La retención y fidelización del talento: un factor de creciente importancia

elpaisPor: Enrique Dans/ Tomado de su Blog personal

Susana Carrizosa, de El País, me llamó para hablar de los factores de retención y fidelización de los empleados en las empresas, un tema que considero de una importancia creciente, sobre todo en mercados de trabajo tan patentemente disfuncionales como el español. El pasado domingo publicó algunos de mis comentarios en su reportaje titulado “Más poder para los mandos intermedios” (pdf)
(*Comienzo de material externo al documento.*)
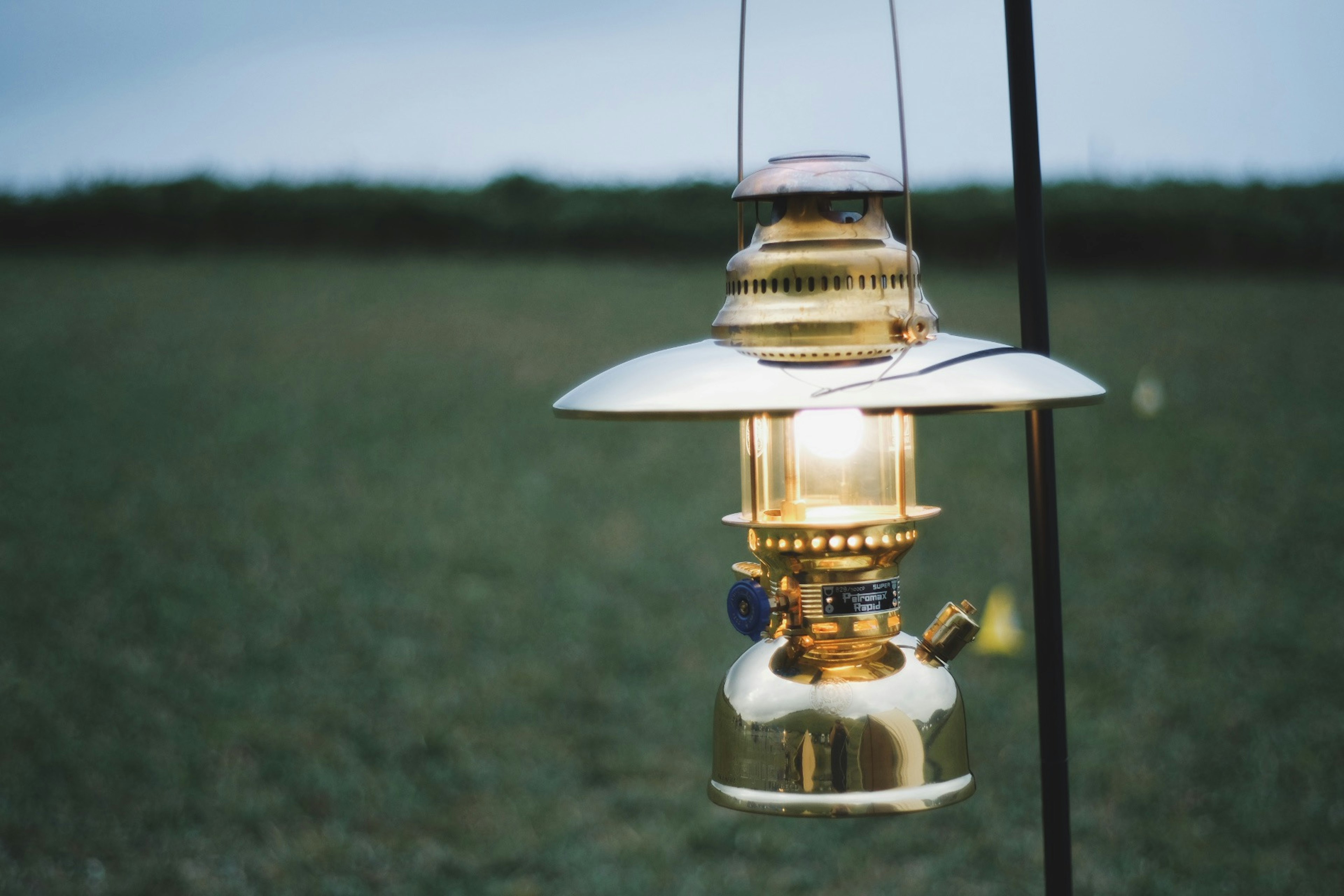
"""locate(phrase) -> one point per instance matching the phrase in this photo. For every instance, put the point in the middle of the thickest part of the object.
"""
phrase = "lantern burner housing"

Fundamentalmente, hablamos del arquetipo de empresa del siglo pasado, con sistemas prácticamente “de castas” en las que los niveles se delimitan en función de privilegios que incluyen cuestiones como “los que fichan frente a los que no fichan”, “los que tienen o no tienen despacho” o “los que tienen un modelo de teléfono móvil frente a los que tienen otro”. Modelos en los que el trabajador se interpreta como participante en un mercado en el que las ofertas son un recurso escaso, y por tanto, se ve forzado a trabajar en aquella empresa que se lo ofrece de entre muy pocas opciones, y a permanecer en ese puesto aunque no se encuentre en absoluto motivado.
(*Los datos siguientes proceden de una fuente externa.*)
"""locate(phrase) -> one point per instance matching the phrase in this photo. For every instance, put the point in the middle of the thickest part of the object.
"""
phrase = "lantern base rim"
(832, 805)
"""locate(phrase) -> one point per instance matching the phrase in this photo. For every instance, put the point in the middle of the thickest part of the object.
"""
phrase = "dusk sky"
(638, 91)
El planteamiento moderno trata de atraer y retener a un empleado midiendo su trabajo de la manera adecuada, no mediante el tiempo de permanencia en una silla determinada, sino mediante esquemas de medición de la productividad reales y objetivos.
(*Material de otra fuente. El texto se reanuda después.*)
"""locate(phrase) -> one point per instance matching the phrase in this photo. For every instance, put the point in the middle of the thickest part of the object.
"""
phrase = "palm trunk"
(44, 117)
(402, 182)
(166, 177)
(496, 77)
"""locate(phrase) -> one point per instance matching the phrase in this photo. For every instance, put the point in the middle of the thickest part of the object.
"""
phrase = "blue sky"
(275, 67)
Unido a eso, se desarrollan sistemas que permiten un uso optimizado del espacio, que entienden que determinadas partes del trabajo pueden llevarse a cabo de manera independiente a la localización física, y que permiten coordinar sistemas de teletrabajo con esquemas de presencia en la oficina que tratan de optimizar la comunicación, el intercambio y el desarrollo de ambientes innovadores. La cultura de la presencia, del reloj de fichar y de las oficinas abiertas pensadas para facilitar la vigilancia y prácticamente el “pastoreo” de los empleados muestra claros síntomas de agotamiento.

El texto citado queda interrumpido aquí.